Yes, the people are right. It has nothing to do with nutrients. The people also say that melting is due to poor CO2 and too much light. They're right about that as well. Lower your light and add more CO2.


			
				dingweding said:
			
		

> i did a 60% water change last sunday, did not add any fert, but add some surface agitation.


This is exactly the wrong thing to do.


			
				dingweding said:
			
		

> just test my tank water, as London water is very hard.


Hard water makes no difference. testing will only make more trouble for you.


			
				dingweding said:
			
		

> tap water PH is 7.7 , GH 17, KH 11, NO3 50ppm
> tank water PH 7.4, GH 12, KH 10, NO3 0ppm


A pH drop of only 0.3 units is a sure sign that your gas injection rate is abysmally poor.
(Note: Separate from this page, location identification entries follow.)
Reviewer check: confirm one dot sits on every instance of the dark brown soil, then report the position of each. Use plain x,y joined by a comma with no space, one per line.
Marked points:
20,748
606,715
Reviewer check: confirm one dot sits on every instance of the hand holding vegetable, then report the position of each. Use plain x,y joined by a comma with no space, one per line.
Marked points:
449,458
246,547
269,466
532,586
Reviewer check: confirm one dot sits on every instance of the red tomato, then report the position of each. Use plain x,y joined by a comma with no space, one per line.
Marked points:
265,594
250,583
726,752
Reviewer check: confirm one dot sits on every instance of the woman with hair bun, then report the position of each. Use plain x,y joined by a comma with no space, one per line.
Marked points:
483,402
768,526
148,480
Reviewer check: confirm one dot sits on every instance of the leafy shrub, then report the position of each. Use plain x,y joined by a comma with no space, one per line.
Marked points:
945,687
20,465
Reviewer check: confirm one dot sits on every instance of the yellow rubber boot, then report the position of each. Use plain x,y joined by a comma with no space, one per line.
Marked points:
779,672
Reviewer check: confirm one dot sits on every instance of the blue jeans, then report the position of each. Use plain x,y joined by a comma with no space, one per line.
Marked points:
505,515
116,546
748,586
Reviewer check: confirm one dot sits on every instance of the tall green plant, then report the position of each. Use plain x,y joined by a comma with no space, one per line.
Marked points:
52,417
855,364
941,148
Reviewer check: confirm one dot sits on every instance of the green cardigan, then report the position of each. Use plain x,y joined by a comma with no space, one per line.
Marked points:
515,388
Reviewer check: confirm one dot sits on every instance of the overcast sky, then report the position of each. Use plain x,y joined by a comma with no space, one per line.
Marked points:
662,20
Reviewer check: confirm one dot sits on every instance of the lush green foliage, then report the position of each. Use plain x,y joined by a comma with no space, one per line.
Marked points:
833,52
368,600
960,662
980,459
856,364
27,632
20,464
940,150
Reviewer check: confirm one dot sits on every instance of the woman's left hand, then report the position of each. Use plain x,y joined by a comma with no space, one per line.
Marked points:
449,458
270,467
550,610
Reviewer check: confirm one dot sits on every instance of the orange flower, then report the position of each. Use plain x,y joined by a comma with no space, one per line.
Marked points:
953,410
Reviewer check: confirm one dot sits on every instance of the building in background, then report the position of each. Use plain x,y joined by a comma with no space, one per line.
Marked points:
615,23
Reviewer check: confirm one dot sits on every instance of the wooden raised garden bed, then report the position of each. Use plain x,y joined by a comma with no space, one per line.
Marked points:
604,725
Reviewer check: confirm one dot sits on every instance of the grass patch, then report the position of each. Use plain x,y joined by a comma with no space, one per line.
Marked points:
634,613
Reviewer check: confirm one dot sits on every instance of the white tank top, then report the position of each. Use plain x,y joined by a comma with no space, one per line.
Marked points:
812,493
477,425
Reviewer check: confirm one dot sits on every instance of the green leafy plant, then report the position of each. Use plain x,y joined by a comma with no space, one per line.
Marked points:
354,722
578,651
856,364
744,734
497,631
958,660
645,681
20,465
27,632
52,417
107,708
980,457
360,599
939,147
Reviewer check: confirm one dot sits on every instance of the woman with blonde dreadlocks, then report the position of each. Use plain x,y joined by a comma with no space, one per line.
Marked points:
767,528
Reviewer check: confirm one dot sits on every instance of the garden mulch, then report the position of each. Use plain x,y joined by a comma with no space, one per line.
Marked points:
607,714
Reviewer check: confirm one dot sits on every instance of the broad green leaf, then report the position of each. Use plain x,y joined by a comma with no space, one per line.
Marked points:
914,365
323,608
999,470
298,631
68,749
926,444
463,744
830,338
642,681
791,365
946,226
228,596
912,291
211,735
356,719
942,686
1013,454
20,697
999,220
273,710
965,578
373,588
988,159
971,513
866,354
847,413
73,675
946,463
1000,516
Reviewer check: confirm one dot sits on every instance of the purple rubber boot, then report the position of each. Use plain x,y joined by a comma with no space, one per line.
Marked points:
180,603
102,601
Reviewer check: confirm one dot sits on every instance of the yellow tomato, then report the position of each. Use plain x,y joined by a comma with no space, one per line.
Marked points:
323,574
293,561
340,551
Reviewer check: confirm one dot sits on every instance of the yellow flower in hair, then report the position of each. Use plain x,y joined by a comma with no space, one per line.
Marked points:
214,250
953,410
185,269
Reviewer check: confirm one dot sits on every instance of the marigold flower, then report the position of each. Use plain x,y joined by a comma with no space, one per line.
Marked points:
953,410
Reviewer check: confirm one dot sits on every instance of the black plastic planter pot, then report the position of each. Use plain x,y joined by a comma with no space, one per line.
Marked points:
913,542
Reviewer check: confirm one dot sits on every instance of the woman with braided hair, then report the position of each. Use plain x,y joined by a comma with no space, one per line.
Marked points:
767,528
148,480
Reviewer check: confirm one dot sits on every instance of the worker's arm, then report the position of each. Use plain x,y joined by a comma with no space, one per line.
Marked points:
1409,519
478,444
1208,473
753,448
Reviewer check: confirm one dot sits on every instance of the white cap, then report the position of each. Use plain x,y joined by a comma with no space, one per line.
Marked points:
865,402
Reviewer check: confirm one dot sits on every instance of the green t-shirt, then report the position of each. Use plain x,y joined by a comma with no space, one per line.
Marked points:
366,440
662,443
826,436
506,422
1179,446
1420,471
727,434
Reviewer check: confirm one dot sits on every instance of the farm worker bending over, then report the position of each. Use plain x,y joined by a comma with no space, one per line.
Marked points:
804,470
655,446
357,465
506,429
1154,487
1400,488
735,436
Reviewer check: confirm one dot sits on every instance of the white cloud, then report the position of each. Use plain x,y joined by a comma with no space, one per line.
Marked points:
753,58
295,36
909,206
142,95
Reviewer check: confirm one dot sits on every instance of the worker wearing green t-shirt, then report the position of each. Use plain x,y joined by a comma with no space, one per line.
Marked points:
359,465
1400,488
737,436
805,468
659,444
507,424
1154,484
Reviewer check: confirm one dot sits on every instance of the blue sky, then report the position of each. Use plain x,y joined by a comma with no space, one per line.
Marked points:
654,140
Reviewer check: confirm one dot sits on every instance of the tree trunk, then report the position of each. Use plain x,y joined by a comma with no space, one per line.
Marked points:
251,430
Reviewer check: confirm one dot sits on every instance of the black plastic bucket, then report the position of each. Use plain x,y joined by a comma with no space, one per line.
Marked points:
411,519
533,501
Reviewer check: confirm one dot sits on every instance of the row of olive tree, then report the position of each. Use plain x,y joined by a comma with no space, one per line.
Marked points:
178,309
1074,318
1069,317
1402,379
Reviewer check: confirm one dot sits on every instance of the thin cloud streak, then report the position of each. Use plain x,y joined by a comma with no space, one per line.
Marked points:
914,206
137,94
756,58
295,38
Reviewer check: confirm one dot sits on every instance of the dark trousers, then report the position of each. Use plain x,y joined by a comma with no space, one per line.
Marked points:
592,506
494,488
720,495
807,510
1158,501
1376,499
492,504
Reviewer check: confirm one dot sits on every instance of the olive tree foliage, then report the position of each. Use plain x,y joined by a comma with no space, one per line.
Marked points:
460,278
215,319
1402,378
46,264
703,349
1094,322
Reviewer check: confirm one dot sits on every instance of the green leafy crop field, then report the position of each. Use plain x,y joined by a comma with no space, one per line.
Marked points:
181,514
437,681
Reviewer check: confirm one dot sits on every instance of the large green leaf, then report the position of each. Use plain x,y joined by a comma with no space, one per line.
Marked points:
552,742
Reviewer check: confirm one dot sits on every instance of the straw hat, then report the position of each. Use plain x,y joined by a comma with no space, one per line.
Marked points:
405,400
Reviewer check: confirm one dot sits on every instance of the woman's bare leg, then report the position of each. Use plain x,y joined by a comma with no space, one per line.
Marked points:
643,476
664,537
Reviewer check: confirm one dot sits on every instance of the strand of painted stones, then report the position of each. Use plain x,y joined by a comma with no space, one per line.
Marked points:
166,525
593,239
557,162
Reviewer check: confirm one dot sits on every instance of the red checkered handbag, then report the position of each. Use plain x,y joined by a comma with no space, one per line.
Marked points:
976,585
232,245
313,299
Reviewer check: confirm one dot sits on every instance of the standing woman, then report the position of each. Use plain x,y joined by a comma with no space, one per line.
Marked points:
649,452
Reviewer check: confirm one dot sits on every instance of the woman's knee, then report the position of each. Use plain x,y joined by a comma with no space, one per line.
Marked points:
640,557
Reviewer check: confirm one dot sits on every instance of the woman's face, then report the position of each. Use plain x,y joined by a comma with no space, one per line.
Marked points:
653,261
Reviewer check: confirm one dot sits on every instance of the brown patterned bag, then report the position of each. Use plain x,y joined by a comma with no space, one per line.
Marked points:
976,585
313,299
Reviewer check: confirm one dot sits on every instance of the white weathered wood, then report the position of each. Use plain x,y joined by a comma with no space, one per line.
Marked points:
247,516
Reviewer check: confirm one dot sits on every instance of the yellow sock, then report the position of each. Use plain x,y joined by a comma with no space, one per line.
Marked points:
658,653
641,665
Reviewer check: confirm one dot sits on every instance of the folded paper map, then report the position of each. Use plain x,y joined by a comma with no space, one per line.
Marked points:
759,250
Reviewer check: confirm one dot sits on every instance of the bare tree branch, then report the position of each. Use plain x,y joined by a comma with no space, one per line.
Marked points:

I don't believe any of the NO3 readings. They are completely useless. Resume dosing as stated in the tutorials, add more CO2, throw away the test kits and reduce the lights.


			
				dingweding said:
			
		

> i was told plant can not do well in such hard water, will this be the problem?


Here is a tank with GH 18, KH 10, NO3 60ppm and PO4 10ppm - this proves that everything you have been told or suspect is incorrect.







			
				dingweding said:
			
		

> As there is already NO3 in the tap water, should i still dose KNO3?


OK think about this question; since there is already food in your belly should you still eat?


			
				dingweding said:
			
		

> Meanwhile, the water is so hard, should i still add Mg?


You are worrying about the wrong things. Worry about the fact that you have too much light, not enough CO2 and possibly not enough flow/filtration.

Cheers,


----------



## aaronnorth (12 Jun 2009)

so far i got everything right then


----------



## dingweding (13 Jun 2009)

LOL, Aaron, we will wait and see  

I notice there might be a problem in my filter. i put a bag of activated carbon in my filter, i think it might get rid of all my fertiliser?

meanwhile, there is a bag of peat in my fiter, which was left nearly half year ago when i use it to decrease PH.

last night, i discard the carbon, and put a new bag of peat to replace the old one.

any suggestions?


----------



## ceg4048 (13 Jun 2009)

Yes, get rid of the peat and forget about it forever, because your CO2 will drop the pH more effectively than any mangy bag of peat could ever dream of doing. That bag of peat, as well as that bag of carbon also block flow through the filter. The importance of flow can hardly be overstated in a high tech tank, so get rid of both bags in order to improve your water throughput. :idea: 

Cheers,


----------